The role mobile networks play in our daily lives has changed immensely. From work and education through to social life and entertainment, we’ve built an ecosystem where almost every aspect of our daily life relies on mobile communications. This presents an unprecedented opportunity, and challenge, for mobile operators to meet the growing demand of data-hungry consumers expecting quality mobile network experience. Which poses the question: what does quality mean and how can we measure it?
How good is your mobile broadband connection?
That depends on who you ask. Your provider may claim near 100% coverage and sky high speeds, but what does that mean in reality? Will your video call drop in the middle of your client pitch? Will your favorite series hang every few minutes? Can you live stream that critical game?
Historically, experts in the telecom sphere relied solely on Quality of Service (QoS) measures to gauge network performance from a technical point of view. With the evolution of technical and technological capabilities, we can now dive into a much wider and deeper range of measures to understand mobile network experience from the users’ point of view. These metrics, focusing on users’ perception and experience rather than performance, are collectively referred to as Quality of Experience (QoE) measures.
QoS vs QoE
As a simple example consider mobile video streaming. Based solely on performance claims, you could ‘technically’ watch a video on your data connection, but the experience will be far from satisfactory if the clip hangs every 5 seconds.
While QoS measures can quantify network characteristics at source, ultimately, they cannot account for how that translates to the end user and their interaction with the technology. In essence, QoE provides a valuable complement to how we think about any technology service, including mobile networks, focusing on the user experience and their level of satisfaction (or dissatisfaction) while using the service.
The bigger picture
QoE provides an opportunity to fill in the gaps in our understanding of how a service performs, helping us build a holistic picture encompassing the entire user experience. Perhaps just as significant, a QoE approach allows us to tap into specific services and areas that matter to users the most. Take our previous example of video streaming.
Videos dominate our online world. They are by far the most popular online content form, and increasingly, smartphones are the gadget of choice to watch videos online. Which made it an obvious choice for Opensignal to launch mobile Video Experience as its first experiential metric back in 2018. We soon followed by launching a host of pioneering measures focusing on applications people care about including multiplayer mobile gaming, voice apps, and video conferencing. As the technology evolves video watching habits evolve as well and in early 2023 we will be updating our video metrics to match the latest user behavior.
All our measures are based on end-to-end user tests which means they are an imprint of the activity as users would experience it every day.
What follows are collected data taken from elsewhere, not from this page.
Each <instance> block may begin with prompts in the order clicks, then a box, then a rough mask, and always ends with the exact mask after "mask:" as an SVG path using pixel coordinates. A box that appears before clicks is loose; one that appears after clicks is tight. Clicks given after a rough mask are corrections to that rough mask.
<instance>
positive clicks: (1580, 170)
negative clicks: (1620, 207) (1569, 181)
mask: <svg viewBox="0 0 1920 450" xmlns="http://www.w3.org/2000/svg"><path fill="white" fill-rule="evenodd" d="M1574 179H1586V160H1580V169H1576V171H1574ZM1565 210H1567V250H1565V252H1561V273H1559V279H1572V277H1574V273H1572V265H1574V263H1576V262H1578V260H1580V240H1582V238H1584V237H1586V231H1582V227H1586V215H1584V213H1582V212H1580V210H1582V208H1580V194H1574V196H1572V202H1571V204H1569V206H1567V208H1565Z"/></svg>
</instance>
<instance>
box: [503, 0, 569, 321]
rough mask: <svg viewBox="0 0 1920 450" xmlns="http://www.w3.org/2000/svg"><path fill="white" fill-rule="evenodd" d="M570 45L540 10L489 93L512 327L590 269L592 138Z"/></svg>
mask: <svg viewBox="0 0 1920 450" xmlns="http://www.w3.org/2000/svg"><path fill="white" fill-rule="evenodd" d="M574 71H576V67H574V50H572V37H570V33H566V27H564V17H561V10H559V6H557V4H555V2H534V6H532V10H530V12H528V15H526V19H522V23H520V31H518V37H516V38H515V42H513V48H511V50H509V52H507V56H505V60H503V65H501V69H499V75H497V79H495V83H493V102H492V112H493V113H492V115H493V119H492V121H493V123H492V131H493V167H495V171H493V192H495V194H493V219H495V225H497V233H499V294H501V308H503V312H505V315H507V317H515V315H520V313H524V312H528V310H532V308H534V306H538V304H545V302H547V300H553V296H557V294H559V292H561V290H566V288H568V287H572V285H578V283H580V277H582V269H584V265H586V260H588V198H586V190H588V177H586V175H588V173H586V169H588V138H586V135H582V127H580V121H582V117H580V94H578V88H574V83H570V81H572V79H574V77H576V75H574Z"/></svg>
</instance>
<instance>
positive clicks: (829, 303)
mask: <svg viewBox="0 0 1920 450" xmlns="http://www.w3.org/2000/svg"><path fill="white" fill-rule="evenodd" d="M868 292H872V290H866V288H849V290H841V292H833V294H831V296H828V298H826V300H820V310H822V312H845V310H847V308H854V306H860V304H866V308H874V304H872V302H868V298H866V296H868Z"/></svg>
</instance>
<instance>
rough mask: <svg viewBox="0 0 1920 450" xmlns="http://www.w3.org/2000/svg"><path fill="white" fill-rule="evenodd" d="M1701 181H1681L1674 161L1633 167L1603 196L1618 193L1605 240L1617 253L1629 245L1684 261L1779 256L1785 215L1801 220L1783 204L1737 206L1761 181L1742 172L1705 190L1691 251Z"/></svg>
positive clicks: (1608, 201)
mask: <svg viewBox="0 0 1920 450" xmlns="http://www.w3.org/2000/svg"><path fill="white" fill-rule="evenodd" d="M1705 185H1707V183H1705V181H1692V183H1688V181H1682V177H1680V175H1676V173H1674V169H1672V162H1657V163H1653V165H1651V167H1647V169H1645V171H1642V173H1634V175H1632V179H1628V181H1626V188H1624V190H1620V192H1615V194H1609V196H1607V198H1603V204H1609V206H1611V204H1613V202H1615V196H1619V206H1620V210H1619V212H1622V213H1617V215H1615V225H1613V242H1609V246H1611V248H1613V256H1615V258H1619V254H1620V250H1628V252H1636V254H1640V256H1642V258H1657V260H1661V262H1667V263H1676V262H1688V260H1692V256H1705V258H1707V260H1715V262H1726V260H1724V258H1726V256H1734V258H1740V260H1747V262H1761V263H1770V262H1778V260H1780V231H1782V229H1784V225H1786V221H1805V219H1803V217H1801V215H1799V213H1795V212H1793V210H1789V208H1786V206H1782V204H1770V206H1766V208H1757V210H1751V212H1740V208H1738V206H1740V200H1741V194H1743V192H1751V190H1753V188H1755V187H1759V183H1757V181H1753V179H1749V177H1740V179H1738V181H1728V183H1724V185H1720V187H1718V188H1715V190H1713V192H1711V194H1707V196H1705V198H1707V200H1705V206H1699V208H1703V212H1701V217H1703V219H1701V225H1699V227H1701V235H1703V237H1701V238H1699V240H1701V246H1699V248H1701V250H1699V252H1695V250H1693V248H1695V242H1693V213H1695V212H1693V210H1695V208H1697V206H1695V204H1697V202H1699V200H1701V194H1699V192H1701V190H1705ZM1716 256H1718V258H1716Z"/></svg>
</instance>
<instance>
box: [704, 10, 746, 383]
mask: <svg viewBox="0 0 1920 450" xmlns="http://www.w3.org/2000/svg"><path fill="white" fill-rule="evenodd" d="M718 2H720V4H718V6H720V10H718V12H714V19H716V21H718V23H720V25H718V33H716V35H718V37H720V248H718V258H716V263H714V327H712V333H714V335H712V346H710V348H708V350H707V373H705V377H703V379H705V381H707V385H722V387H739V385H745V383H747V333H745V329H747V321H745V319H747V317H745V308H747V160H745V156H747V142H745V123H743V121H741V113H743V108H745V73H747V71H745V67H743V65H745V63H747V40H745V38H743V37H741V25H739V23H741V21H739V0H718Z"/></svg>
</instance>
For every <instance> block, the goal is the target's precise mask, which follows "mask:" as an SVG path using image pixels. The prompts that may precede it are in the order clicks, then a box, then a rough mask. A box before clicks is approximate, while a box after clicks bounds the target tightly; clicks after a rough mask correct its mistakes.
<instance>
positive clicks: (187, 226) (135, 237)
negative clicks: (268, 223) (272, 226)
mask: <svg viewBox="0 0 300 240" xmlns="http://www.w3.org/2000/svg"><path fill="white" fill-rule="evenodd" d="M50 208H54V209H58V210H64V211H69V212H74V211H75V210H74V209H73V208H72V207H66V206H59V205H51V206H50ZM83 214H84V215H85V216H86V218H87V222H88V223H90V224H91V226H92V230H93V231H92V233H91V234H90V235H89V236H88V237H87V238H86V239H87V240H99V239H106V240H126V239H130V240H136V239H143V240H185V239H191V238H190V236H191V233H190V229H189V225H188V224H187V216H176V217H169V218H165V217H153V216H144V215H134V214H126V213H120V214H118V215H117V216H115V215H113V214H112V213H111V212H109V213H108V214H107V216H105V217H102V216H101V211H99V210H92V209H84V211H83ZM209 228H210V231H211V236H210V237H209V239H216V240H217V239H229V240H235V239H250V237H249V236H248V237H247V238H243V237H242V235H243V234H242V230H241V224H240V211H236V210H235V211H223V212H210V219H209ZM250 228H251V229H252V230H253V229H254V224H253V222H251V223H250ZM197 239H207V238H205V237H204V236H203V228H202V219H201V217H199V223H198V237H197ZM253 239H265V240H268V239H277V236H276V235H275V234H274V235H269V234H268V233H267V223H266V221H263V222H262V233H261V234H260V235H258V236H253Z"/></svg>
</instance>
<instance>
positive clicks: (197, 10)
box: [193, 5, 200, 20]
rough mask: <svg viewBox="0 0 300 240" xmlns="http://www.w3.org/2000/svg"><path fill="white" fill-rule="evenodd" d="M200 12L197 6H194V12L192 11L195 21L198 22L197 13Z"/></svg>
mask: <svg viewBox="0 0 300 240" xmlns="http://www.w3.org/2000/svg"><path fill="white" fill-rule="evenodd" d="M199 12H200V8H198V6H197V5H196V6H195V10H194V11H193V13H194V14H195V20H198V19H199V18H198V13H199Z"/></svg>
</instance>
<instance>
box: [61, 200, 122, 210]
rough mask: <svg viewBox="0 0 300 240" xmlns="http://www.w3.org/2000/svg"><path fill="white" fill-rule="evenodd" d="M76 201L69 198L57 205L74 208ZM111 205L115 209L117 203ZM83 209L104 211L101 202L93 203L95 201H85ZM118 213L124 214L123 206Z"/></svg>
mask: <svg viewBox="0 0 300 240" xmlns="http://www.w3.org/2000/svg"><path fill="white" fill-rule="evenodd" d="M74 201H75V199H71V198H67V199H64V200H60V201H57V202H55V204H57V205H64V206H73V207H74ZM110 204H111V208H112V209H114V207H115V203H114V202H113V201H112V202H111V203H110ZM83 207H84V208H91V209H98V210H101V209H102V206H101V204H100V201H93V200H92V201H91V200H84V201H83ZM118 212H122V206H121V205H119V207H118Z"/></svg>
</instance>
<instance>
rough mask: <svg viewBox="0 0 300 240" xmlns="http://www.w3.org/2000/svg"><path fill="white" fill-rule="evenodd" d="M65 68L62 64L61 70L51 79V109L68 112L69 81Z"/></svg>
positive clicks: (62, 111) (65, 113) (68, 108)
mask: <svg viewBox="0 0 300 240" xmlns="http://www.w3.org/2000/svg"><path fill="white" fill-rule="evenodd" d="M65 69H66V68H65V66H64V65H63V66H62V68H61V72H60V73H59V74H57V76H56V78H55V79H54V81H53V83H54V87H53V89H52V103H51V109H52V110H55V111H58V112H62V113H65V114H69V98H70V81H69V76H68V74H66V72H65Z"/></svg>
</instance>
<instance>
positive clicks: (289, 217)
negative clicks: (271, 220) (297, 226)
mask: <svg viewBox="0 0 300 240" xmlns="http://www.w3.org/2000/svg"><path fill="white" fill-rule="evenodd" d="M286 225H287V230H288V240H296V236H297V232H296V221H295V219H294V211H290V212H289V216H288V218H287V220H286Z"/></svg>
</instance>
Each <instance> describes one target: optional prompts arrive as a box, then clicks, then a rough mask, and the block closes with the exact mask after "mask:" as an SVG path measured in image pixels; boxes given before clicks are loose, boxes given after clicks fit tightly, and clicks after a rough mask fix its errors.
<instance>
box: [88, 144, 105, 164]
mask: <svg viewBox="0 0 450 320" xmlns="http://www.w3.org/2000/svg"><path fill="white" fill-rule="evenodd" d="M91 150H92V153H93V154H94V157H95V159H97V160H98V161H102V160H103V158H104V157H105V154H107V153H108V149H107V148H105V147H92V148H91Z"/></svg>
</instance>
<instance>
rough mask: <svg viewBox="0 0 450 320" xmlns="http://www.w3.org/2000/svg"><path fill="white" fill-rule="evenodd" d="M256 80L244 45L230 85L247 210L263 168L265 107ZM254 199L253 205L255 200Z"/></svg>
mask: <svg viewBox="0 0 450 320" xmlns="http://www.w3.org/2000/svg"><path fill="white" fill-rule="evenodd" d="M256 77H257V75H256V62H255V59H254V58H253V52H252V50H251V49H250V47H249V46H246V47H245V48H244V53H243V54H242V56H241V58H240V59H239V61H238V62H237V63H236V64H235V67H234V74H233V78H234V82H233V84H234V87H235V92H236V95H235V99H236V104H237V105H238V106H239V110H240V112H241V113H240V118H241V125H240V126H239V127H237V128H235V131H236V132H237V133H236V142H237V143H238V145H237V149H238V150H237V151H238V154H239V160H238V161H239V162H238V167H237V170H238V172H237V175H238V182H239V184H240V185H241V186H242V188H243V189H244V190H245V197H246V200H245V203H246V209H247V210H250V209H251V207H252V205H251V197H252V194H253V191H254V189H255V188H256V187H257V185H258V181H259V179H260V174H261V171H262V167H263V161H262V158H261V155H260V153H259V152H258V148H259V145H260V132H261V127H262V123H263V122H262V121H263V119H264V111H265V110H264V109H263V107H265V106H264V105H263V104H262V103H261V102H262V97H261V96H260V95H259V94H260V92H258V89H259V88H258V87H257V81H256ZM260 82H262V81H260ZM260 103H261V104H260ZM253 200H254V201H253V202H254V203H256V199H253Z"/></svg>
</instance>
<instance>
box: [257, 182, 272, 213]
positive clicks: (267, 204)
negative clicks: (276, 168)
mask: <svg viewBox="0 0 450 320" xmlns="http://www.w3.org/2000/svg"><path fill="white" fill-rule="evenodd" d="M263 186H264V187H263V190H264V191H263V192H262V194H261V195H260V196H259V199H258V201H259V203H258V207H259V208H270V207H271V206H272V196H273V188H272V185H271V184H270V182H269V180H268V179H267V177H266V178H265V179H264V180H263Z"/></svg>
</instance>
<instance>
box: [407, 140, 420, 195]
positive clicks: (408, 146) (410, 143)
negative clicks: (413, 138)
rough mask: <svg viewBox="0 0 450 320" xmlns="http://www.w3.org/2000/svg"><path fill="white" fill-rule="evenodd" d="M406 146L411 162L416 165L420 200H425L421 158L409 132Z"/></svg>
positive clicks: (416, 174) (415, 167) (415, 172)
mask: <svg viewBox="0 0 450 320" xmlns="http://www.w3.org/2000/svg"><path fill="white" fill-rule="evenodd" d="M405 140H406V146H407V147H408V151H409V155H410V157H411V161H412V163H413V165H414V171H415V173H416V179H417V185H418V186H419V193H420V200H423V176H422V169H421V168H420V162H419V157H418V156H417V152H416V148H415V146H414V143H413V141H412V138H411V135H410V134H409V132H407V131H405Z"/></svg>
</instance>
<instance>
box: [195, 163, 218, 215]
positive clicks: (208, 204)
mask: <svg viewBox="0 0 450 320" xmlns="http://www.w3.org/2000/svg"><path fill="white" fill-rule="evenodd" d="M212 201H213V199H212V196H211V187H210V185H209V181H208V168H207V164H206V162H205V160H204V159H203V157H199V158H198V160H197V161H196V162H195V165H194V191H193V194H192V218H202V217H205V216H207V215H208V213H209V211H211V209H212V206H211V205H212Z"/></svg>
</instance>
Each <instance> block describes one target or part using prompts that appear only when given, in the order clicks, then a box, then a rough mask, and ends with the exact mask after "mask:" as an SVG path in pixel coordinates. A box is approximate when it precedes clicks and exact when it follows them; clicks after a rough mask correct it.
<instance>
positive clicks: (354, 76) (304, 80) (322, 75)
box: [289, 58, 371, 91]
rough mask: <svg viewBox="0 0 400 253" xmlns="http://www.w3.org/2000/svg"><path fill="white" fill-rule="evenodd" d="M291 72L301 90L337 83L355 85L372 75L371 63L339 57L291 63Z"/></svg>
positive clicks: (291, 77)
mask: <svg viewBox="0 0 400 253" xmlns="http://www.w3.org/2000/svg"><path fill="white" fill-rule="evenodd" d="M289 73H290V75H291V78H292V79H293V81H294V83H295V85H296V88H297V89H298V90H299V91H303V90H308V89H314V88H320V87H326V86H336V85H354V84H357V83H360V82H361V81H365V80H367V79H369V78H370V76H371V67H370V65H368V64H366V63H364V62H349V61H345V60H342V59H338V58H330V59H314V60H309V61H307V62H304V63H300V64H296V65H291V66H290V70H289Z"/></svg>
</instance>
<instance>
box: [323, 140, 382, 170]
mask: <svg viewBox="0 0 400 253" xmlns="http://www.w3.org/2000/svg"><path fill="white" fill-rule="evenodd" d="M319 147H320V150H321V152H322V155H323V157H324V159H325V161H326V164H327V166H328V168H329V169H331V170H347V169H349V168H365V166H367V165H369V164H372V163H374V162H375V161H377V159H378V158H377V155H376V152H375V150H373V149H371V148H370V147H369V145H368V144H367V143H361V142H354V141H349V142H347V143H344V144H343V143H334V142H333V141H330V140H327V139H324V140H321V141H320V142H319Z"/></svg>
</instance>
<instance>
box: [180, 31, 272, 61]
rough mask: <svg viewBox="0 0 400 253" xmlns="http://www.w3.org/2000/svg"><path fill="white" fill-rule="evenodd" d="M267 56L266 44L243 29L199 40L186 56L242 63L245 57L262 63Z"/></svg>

They’re not tested in a lab, they don’t use the latest smartphone model or test to a dedicated server.
QoS + QoE NOT QoS vs QoE
Measuring the quality of experience on rapidly evolving networks is essential for the entire telecoms ecosystem: businesses, consumers, regulators and policymakers all benefit from gaining actionable insights informing better decision making. While it could seem like QoS and QoE are poles apart, the question isn’t whether one measure is superior to the other. It’s about how we can use both QoS and QoE to create the most accurate picture on the status of connectivity today, so we can work towards a better-connected future together.